We are campaigning with Help the Hospices, Macmillan Cancer Support, MNDA, NCPC, and Sue Ryder for social care to be free for people who are terminally ill.
The process people currently have to go through to get the social care they need is overly burdensome and is carried out separately from the health service. Yet at no point is seamless care more important than at the end of life. Removal of the social care means-test for those on an end of life care register would be a significant step towards realising the vision of a more integrated health and social care system.
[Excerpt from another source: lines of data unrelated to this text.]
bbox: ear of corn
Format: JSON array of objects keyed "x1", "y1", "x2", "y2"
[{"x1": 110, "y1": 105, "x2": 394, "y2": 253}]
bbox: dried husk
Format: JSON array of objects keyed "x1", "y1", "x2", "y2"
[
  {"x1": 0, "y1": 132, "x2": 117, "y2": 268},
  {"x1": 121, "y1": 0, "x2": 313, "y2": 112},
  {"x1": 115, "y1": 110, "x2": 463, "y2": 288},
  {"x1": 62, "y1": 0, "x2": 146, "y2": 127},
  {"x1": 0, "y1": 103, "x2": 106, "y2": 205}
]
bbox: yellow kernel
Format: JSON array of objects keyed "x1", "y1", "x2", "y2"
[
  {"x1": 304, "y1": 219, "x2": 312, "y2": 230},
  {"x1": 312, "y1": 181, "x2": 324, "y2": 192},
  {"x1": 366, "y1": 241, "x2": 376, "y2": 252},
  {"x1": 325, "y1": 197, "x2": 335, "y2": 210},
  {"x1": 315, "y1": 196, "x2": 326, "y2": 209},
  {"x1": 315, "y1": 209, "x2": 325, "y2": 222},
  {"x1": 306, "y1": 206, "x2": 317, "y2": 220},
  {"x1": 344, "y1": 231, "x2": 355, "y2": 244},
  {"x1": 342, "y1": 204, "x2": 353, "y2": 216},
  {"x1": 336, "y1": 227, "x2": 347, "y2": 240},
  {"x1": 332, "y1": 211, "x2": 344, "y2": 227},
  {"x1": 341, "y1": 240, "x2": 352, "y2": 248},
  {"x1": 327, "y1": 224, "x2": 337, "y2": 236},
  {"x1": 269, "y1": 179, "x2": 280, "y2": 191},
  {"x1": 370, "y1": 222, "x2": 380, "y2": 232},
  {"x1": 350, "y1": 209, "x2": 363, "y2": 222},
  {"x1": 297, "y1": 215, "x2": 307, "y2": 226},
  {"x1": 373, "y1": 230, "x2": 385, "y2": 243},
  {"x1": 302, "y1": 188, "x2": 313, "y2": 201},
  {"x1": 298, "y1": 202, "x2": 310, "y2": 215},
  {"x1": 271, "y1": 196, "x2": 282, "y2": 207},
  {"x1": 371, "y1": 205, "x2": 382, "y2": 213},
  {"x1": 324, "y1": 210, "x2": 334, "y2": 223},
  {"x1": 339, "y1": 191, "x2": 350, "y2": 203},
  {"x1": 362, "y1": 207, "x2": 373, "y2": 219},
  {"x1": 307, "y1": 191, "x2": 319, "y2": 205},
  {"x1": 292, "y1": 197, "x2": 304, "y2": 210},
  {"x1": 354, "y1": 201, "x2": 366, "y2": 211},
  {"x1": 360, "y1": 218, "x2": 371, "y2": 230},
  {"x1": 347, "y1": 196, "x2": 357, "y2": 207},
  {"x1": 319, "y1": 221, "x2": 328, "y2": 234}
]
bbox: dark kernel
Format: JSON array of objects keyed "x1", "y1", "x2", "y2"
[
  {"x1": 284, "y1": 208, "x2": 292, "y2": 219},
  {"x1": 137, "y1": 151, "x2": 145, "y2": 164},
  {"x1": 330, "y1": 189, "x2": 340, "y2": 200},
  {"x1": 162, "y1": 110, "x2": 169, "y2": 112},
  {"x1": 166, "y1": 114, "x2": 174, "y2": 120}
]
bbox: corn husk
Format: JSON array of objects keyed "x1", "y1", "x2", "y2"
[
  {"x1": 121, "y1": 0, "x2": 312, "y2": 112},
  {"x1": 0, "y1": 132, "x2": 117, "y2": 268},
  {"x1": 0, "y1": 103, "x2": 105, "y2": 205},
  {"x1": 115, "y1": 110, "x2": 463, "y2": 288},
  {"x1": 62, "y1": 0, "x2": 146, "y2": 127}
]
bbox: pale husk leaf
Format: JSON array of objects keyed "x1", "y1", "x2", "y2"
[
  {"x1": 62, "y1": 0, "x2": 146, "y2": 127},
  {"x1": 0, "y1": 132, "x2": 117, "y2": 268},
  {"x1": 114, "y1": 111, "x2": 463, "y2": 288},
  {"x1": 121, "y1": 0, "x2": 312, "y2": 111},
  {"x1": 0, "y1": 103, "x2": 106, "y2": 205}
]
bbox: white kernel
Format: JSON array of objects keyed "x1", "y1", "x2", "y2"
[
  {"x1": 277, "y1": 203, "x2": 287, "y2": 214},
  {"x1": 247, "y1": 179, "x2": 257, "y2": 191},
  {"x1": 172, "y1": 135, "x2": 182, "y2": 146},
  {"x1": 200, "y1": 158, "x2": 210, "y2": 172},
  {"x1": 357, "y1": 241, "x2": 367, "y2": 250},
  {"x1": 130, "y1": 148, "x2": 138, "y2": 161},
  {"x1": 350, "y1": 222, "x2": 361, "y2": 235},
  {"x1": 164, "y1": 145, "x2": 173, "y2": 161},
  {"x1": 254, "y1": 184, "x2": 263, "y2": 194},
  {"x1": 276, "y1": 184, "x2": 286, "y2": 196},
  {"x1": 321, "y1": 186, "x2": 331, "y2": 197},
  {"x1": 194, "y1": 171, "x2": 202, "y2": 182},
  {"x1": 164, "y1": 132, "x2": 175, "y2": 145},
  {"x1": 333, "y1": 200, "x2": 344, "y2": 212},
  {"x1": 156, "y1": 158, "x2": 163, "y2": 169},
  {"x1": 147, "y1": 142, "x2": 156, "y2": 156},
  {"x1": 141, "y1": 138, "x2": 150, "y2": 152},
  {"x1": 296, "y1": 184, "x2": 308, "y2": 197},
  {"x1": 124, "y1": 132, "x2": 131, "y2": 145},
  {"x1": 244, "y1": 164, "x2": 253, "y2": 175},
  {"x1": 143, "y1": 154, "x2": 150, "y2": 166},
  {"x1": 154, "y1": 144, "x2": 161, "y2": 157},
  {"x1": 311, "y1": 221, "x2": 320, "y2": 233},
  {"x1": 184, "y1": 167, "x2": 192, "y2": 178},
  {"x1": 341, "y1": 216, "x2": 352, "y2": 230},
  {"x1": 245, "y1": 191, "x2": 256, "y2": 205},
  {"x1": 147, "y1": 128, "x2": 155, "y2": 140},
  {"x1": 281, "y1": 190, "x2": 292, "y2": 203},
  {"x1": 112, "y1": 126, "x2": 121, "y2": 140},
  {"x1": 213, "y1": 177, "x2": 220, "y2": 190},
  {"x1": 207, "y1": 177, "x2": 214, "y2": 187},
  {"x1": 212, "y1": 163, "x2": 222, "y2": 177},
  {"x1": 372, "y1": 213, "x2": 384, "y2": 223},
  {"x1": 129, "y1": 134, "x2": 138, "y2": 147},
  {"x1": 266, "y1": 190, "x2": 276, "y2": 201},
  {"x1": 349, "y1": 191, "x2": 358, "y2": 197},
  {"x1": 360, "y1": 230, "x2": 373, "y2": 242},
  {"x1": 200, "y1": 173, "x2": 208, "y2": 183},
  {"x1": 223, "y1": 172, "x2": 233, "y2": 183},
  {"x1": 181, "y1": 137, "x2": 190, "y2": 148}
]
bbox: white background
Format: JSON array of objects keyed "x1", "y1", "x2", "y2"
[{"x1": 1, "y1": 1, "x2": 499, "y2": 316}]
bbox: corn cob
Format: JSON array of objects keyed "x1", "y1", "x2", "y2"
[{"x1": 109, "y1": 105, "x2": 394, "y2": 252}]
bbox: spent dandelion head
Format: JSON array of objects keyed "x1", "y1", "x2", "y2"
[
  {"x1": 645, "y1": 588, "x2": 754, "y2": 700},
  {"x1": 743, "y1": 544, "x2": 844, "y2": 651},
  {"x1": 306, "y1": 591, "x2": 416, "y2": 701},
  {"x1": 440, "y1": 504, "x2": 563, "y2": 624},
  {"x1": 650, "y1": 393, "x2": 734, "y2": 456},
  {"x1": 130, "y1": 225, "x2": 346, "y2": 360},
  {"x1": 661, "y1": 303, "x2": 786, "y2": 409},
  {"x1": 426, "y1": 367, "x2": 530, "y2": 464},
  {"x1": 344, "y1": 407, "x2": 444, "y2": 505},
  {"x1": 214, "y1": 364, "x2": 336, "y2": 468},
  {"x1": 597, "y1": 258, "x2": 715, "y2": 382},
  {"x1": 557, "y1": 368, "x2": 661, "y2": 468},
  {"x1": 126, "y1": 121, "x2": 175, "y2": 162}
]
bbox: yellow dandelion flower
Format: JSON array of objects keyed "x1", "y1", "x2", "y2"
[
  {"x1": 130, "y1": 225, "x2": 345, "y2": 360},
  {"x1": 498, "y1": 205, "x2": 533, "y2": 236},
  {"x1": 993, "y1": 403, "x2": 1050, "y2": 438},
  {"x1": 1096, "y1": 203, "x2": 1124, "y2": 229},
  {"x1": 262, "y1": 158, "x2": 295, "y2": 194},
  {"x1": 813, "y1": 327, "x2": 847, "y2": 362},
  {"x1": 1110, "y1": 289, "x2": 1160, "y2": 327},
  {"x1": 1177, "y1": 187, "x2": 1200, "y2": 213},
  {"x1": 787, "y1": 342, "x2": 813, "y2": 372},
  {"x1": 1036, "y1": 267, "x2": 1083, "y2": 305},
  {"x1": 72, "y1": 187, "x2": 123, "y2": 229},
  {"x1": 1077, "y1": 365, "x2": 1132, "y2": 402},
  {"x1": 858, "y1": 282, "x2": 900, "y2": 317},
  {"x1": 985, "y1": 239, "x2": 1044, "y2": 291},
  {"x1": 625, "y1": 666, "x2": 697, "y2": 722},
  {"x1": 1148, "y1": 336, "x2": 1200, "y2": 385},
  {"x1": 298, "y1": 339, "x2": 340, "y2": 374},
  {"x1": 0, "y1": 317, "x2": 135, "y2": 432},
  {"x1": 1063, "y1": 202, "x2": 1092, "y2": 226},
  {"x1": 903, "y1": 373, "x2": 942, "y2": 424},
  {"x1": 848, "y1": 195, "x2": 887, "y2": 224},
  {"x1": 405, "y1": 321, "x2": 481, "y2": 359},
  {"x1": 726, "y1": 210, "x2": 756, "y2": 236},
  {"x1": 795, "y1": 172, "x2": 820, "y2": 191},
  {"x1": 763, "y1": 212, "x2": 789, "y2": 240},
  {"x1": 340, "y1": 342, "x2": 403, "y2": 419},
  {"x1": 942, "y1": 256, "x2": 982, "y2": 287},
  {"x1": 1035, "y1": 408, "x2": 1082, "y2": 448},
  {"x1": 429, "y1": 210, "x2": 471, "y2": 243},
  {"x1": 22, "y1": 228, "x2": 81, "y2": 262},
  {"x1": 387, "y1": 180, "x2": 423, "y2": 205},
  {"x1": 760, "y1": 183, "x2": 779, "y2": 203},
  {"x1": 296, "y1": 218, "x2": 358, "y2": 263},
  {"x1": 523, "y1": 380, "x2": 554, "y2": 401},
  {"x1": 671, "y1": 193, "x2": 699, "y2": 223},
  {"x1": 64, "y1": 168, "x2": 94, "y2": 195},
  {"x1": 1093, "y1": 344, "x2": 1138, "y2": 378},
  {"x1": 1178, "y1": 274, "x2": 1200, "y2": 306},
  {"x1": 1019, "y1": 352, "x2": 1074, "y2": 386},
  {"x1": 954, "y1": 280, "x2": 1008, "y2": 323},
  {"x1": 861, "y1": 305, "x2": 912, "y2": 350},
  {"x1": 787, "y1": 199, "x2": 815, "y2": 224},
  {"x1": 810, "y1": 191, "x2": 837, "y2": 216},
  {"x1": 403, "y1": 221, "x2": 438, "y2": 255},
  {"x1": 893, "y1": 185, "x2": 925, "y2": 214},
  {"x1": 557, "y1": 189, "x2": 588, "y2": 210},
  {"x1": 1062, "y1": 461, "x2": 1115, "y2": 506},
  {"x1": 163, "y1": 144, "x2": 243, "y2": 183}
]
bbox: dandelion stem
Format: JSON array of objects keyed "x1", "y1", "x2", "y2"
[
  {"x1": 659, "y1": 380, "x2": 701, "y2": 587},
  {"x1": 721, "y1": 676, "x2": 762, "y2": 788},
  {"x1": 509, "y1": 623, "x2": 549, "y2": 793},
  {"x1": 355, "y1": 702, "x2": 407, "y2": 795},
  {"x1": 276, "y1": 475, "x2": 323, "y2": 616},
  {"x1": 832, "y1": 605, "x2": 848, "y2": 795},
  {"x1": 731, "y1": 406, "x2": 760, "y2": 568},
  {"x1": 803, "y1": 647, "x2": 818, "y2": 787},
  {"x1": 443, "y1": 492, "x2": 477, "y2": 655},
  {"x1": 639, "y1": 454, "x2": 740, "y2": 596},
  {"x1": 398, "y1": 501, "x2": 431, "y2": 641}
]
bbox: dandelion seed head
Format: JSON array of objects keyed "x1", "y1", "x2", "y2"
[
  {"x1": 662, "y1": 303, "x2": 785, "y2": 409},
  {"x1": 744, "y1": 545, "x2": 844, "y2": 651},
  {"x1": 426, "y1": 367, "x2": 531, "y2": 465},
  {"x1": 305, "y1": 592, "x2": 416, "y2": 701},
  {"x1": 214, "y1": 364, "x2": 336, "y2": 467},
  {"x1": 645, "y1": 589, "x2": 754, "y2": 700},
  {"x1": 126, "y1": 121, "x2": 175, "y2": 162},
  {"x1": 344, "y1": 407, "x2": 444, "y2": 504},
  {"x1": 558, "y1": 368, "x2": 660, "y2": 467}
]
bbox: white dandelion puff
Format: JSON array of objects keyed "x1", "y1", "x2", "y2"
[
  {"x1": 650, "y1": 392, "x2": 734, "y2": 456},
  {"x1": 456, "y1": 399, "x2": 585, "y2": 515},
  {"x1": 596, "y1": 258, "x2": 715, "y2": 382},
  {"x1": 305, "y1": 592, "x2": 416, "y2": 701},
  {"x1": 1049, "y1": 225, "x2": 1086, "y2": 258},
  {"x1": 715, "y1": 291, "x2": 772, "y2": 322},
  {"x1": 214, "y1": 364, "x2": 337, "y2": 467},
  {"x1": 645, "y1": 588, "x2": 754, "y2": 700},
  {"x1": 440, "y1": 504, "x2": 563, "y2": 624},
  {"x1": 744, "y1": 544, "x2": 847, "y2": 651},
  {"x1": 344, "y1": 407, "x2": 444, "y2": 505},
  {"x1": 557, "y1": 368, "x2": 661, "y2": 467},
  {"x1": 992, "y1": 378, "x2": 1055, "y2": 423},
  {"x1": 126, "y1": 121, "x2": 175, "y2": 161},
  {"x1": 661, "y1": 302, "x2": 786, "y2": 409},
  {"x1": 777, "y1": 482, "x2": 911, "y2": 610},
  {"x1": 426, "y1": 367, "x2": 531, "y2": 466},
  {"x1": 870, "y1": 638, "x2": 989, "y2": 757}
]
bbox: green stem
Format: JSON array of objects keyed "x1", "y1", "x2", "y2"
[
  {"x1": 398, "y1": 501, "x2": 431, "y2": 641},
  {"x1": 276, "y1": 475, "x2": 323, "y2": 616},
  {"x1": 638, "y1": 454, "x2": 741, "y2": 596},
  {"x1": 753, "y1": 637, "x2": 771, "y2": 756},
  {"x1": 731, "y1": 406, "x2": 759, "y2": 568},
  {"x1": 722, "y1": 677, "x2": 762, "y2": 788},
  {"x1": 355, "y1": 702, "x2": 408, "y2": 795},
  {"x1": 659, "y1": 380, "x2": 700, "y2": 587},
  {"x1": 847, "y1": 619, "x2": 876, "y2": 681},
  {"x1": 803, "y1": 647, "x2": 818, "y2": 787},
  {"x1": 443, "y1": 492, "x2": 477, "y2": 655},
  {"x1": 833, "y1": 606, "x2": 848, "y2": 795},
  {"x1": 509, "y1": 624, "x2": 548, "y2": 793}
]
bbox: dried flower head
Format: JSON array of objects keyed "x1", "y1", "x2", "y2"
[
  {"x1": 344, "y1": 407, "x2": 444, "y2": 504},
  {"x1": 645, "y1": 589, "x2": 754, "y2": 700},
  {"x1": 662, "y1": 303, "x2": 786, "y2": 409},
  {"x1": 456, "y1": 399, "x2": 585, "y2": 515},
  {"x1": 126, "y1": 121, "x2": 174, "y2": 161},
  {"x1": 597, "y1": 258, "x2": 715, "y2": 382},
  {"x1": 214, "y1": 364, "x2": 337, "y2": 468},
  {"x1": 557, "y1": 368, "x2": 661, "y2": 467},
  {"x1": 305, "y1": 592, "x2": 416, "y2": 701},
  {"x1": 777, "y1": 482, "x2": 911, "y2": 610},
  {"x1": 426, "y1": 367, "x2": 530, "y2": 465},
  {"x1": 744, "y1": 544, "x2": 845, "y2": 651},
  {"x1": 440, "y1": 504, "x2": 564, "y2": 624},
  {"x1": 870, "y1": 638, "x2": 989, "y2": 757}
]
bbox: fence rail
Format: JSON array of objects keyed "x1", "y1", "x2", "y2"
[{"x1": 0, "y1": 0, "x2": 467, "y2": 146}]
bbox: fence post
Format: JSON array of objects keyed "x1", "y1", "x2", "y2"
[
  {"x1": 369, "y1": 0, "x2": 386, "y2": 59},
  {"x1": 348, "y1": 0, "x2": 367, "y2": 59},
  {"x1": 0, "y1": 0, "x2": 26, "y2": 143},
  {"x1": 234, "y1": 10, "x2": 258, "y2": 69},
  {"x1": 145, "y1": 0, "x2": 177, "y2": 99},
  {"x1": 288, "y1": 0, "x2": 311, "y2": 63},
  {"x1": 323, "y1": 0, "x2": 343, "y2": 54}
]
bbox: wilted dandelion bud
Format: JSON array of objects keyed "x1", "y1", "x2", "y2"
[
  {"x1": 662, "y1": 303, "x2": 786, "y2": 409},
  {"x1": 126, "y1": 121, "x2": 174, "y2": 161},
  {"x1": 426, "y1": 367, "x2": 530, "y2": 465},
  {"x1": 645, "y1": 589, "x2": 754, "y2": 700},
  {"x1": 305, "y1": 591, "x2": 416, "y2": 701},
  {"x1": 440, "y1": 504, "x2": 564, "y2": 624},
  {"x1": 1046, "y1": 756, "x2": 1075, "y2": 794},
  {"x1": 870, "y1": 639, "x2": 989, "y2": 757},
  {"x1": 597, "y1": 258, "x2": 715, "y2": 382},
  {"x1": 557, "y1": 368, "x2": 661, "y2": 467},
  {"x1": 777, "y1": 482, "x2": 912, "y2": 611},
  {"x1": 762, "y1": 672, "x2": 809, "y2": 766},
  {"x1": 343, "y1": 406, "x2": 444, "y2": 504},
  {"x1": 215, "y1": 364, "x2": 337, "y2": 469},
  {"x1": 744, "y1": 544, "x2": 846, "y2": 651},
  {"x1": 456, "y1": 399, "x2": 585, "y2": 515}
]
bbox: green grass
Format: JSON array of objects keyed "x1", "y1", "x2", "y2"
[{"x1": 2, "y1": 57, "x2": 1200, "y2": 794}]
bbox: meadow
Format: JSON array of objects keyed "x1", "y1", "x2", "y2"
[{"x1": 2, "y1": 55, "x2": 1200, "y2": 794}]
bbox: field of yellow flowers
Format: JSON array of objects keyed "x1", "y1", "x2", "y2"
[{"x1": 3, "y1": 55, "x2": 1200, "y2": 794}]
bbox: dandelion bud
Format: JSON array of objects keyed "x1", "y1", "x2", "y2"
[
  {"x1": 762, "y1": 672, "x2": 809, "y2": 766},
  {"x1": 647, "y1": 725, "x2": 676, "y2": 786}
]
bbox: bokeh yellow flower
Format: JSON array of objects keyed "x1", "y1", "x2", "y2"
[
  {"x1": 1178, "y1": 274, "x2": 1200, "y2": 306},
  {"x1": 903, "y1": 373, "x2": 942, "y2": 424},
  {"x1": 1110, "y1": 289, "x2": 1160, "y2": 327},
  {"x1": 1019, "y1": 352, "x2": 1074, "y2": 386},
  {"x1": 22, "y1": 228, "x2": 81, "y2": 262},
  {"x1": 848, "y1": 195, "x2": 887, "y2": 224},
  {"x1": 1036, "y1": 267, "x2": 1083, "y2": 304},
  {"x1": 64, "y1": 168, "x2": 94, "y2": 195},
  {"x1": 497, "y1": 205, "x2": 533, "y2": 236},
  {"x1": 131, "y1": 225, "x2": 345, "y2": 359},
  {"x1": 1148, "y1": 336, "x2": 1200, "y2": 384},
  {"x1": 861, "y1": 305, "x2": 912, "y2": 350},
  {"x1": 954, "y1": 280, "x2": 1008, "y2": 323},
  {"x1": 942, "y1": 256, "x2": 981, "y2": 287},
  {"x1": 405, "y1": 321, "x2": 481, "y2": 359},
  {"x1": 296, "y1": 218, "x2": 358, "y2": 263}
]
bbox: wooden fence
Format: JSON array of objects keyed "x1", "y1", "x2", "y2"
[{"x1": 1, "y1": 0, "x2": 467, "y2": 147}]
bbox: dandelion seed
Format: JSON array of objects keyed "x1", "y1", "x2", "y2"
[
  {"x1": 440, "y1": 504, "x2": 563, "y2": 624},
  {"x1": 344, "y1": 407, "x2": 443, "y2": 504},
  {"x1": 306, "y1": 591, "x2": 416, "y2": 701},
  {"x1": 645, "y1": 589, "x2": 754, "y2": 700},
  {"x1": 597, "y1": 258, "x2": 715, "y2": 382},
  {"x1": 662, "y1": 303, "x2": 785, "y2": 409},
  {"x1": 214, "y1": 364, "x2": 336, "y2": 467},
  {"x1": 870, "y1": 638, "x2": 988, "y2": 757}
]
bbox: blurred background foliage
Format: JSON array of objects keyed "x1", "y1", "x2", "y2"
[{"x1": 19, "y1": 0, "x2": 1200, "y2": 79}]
Analysis by Marie Curie Cancer Care shows that if free social care for those currently on an end of life care locality register were to be introduced, the initial cost to the state would be £32.2 million. This is balanced by potential savings in hospital-related costs. If community services, including social care, were developed to enable just 30,000 patients to reduce their stay in hospital by only four days, the NHS could save up to £34 million. Moving terminally ill people from acute services to social care settings, therefore, is not only supporting the wish of the majority of terminally ill people to die in the setting of their choice, but also makes strong financial sense.
Care homes
Third, the one aspect of the report that may surprise some, particularly those who are avid media consumers, is that residential care homes score significantly better results than hospitals for measures such as quality of care, dignity and respect and pain management. This is particularly important because it is clear that if we are to ensure that fewer people die in hospital, then care homes will have a major role to play in making this ambition a reality. We need to ensure that we transfer good practice from the best care homes to all others, to ensure that people have the best quality care.
Coordination of care
Finally, we need to ensure that we coordinate care so that people have the right care packages which means they do not unnecessarily end up in hospital, or find themselves stranded in a hospital bed because of the failure of the wider system to put together appropriate care packages. Nuffield Trust’s report on health and social care at the end of life found that those people who had appropriate care packages used accident and emergency services and in-hospital services less. Through our Delivering Choice Programme we know that integrated care in end of life services works. Not only does it improve the quality of care the patient receives but it increases the productivity of the healthcare system.
We now have the evidence base required to make major changes to the way in which we deliver end of life care services. The task is one for all those who deliver services to people in the last weeks and months of life. The bottom line is that we need to improve aspects of care in all health and social care settings.